For this reason, and outside myopic considerations of public relations stunts and advantages, we will send a delegation to Addis Ababa, Isaias told the gathering.

He also reminded that "both Eritrean people and the Ethiopian people have lost an opportunity of two generations and over half a century due to policies designed to promote external global agendas."

This positive step by the two warring states was welcomed by the international community including the US government, European Union and the UN as well.

Just on Thursday, June 20, 2018, the US issued a statement and said that it appreciates the progress made by the two countries.

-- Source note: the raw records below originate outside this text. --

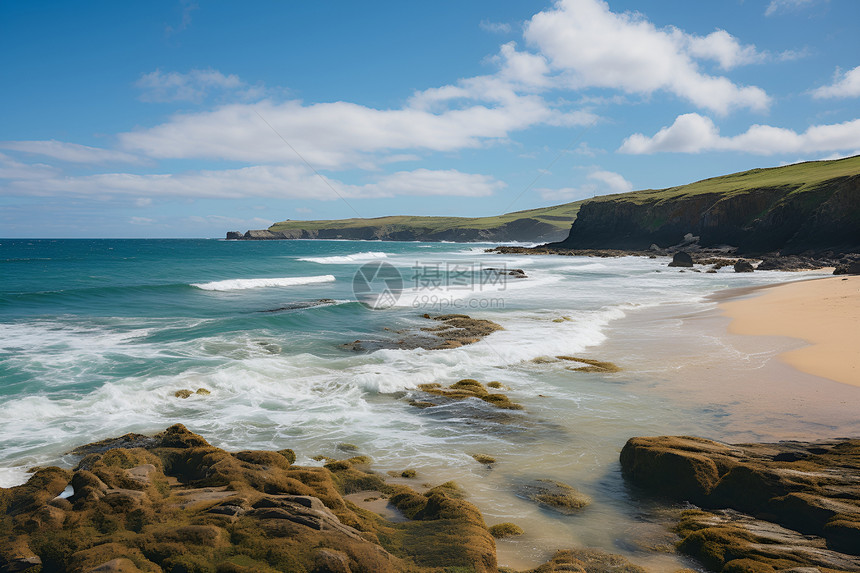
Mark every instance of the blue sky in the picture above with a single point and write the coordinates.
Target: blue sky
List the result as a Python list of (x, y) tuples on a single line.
[(190, 119)]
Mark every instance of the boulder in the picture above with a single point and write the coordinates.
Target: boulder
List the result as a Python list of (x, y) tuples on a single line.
[(681, 259), (774, 506)]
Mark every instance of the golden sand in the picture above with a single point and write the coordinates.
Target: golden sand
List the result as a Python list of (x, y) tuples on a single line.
[(823, 312)]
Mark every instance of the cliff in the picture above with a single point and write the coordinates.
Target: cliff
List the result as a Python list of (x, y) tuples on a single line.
[(534, 225), (806, 207)]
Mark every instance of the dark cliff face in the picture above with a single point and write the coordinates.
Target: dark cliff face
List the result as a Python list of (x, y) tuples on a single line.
[(761, 220), (525, 230)]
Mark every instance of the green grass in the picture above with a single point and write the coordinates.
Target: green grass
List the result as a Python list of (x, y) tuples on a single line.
[(793, 179), (560, 216), (796, 178)]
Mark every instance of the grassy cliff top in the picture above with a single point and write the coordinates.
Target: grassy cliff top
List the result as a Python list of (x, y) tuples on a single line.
[(560, 216), (795, 178)]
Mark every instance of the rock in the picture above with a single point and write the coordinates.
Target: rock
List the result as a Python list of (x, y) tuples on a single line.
[(180, 504), (806, 490), (789, 263), (127, 441), (21, 564), (469, 388), (591, 364), (681, 259), (330, 561), (502, 530), (590, 561), (142, 473), (554, 495), (852, 268), (454, 331), (681, 467), (725, 537), (119, 565)]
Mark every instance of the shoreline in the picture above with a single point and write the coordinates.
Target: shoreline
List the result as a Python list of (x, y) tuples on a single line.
[(823, 313)]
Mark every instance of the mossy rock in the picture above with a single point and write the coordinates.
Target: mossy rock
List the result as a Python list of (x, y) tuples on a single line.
[(591, 364), (502, 530), (469, 388), (554, 495)]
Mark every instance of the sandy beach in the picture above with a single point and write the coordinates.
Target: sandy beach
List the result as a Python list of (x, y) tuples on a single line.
[(823, 312)]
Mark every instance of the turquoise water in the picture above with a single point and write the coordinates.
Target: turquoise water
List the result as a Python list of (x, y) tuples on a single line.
[(96, 336)]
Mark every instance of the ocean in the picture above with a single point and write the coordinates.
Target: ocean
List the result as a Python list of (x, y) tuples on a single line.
[(97, 336)]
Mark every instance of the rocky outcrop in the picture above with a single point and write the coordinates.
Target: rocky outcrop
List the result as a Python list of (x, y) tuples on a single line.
[(791, 504), (743, 266), (453, 331), (681, 259), (173, 502), (794, 214)]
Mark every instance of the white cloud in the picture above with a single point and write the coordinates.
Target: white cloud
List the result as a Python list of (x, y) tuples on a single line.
[(693, 133), (600, 48), (222, 222), (335, 135), (194, 86), (722, 47), (602, 183), (495, 27), (71, 152), (777, 6), (848, 85), (284, 182), (12, 169)]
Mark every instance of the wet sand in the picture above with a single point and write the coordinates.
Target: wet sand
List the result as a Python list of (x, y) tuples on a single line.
[(824, 313)]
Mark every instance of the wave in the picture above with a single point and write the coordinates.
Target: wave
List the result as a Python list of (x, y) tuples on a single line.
[(241, 284), (346, 259)]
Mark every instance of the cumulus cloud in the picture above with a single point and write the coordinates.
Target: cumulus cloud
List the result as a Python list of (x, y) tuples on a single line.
[(283, 182), (333, 135), (778, 6), (721, 47), (844, 85), (601, 183), (693, 133), (599, 48), (193, 86), (71, 152)]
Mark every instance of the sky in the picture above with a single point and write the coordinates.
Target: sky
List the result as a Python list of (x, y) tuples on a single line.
[(191, 119)]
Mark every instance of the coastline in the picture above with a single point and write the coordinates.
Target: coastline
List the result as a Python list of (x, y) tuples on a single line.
[(824, 313)]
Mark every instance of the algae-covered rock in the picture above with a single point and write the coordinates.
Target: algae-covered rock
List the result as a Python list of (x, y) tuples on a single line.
[(502, 530), (179, 504), (469, 388), (798, 500), (554, 495), (591, 365), (588, 561)]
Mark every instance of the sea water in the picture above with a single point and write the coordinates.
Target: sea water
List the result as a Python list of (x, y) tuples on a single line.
[(97, 336)]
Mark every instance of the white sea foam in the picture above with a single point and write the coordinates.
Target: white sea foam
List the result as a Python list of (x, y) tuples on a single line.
[(346, 259), (242, 284)]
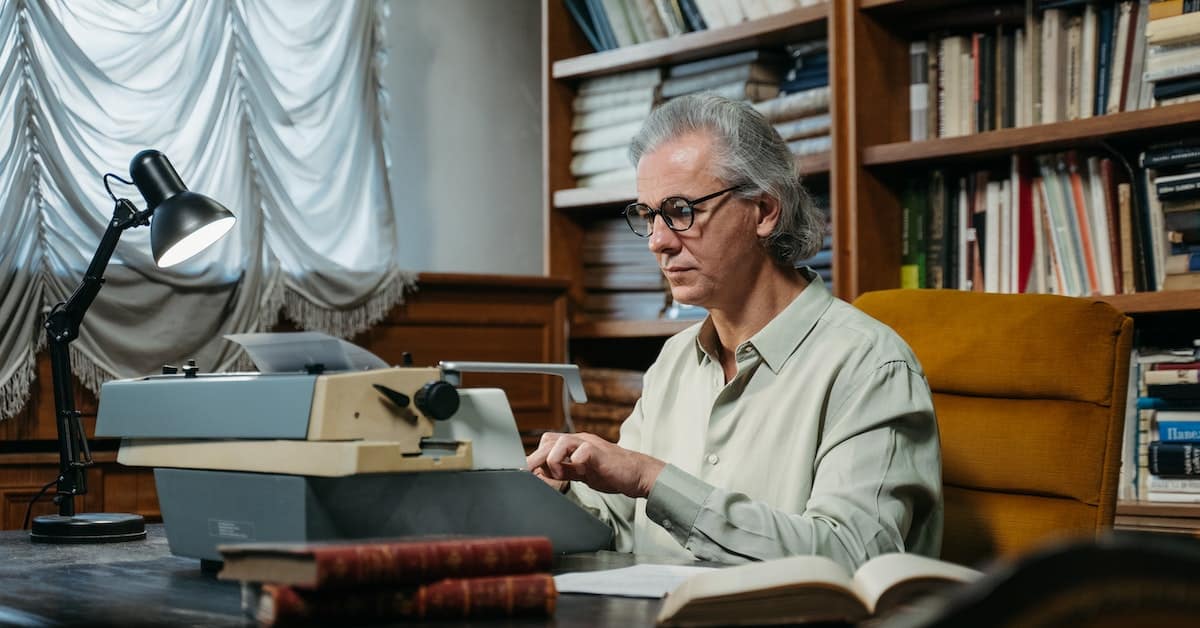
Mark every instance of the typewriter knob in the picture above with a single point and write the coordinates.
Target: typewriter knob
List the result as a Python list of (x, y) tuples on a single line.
[(437, 400)]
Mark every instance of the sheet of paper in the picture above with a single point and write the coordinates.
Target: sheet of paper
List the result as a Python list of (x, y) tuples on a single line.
[(294, 351), (636, 581)]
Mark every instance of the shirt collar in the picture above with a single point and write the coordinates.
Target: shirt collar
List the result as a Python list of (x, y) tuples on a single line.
[(780, 338)]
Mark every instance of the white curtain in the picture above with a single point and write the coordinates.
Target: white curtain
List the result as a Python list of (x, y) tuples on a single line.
[(273, 107)]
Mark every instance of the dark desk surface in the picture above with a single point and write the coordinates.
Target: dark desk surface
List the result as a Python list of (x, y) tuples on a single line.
[(142, 584)]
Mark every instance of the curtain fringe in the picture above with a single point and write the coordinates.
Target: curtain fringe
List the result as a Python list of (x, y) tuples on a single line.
[(15, 393), (346, 323)]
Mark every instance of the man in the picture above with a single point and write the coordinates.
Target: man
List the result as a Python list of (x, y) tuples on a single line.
[(785, 423)]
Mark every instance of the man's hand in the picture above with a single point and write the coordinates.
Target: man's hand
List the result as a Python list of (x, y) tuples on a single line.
[(594, 461)]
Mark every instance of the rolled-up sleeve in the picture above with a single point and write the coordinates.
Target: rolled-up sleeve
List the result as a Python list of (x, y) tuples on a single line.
[(877, 473)]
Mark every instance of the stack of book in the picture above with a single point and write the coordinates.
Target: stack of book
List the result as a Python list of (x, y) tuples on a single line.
[(1167, 437), (1063, 223), (994, 67), (801, 111), (1173, 57), (1173, 181), (342, 582), (612, 394), (621, 275), (609, 112), (610, 24)]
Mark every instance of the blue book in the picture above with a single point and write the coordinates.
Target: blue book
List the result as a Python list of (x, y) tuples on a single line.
[(1174, 431), (1168, 404)]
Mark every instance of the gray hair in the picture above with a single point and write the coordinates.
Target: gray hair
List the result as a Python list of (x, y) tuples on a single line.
[(747, 150)]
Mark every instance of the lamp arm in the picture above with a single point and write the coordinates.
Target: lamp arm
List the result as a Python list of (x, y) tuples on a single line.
[(63, 328)]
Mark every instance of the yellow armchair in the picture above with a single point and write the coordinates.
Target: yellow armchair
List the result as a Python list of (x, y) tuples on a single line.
[(1030, 393)]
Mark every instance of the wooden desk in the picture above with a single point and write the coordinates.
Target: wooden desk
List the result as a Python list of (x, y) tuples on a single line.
[(142, 584)]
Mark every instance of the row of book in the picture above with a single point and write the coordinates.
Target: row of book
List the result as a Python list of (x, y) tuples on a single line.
[(1173, 180), (354, 582), (1071, 59), (1161, 455), (1060, 223), (610, 24), (790, 88)]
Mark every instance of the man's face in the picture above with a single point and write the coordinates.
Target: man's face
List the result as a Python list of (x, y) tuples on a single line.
[(708, 264)]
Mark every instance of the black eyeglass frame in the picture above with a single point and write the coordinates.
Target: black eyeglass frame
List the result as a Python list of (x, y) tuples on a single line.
[(689, 205)]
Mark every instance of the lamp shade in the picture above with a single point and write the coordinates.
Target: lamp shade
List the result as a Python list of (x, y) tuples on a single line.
[(184, 222)]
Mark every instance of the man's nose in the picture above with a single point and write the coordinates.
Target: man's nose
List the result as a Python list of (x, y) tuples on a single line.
[(661, 238)]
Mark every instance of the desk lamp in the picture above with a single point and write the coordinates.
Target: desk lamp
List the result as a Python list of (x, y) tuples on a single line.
[(184, 225)]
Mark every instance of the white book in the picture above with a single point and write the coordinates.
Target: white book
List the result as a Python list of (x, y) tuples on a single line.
[(918, 90), (991, 245), (797, 105), (1099, 211), (1041, 257), (802, 127), (605, 137), (612, 115), (625, 175), (1054, 64), (622, 82), (966, 235), (712, 12), (811, 145), (1090, 43), (1116, 69), (1024, 114), (754, 9), (597, 161), (1138, 94), (605, 100)]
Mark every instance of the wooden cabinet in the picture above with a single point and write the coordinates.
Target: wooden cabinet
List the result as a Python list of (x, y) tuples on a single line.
[(864, 173), (449, 317)]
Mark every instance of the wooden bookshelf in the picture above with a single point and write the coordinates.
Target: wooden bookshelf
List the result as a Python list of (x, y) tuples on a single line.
[(1156, 301), (629, 329), (1157, 516), (768, 33), (1144, 125)]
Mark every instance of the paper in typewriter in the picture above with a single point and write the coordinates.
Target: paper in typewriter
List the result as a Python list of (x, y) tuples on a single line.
[(299, 351)]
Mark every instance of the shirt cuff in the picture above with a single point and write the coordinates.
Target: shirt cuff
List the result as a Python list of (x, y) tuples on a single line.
[(676, 500)]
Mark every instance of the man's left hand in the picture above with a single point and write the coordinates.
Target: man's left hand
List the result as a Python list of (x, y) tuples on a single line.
[(597, 462)]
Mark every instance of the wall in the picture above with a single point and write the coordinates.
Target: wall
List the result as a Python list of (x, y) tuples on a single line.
[(466, 133)]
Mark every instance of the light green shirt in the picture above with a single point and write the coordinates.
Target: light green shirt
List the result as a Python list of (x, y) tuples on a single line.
[(825, 442)]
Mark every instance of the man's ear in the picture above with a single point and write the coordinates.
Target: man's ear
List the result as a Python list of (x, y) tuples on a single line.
[(769, 210)]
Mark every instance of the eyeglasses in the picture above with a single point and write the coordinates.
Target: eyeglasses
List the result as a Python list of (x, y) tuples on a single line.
[(677, 213)]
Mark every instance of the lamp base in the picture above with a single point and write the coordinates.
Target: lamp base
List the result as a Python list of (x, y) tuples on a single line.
[(89, 527)]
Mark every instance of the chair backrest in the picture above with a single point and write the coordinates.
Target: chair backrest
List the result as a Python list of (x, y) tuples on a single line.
[(1030, 393)]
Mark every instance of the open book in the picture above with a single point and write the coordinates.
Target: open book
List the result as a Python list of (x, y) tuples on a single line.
[(807, 588)]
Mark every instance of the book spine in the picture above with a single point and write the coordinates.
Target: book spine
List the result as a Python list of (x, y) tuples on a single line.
[(405, 563), (514, 596), (1174, 459)]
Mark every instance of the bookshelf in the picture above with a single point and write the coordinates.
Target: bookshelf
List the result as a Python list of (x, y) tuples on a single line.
[(864, 171)]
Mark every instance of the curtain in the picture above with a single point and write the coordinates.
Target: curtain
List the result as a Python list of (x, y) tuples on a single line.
[(273, 107)]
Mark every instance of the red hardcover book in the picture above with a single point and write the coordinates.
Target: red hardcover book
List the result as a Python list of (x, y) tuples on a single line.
[(340, 564), (509, 596)]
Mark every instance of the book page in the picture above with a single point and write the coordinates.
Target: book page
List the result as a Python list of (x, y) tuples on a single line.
[(636, 581), (892, 575), (786, 590)]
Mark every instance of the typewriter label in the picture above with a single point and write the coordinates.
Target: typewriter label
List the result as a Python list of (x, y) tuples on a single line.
[(231, 530)]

"The United States is encouraged by the progress that Ethiopia and Eritrea have made to resolve longstanding disputes and normalize relations," reads the statement.

It also said "US government looks forward to a full normalization of relations and the realization of our shared aspirations for both countries to enjoy enduring peace and development."

In a similar statement EU's, high representative, vice president Federica Mogherini called the steps taken by the two countries as decisive towards resolution of the longstanding differences. It also expresses its readiness to assist the two countries on their effort towards reconciliation.

Following this positive response from the regime in Asmara, political groups including organizations designated as terrorists by the Ethiopian parliament have also express their willingness to abandon their armed struggle to set around table. Groups such as the Patriotic-Ginbot 7 and Oromo Liberation Front (OLF) which the Eritrean Regime had been harboring have also expressed their commitment to discuss issues with Ethiopian government and in return to stop their armed struggle against Ethiopian government.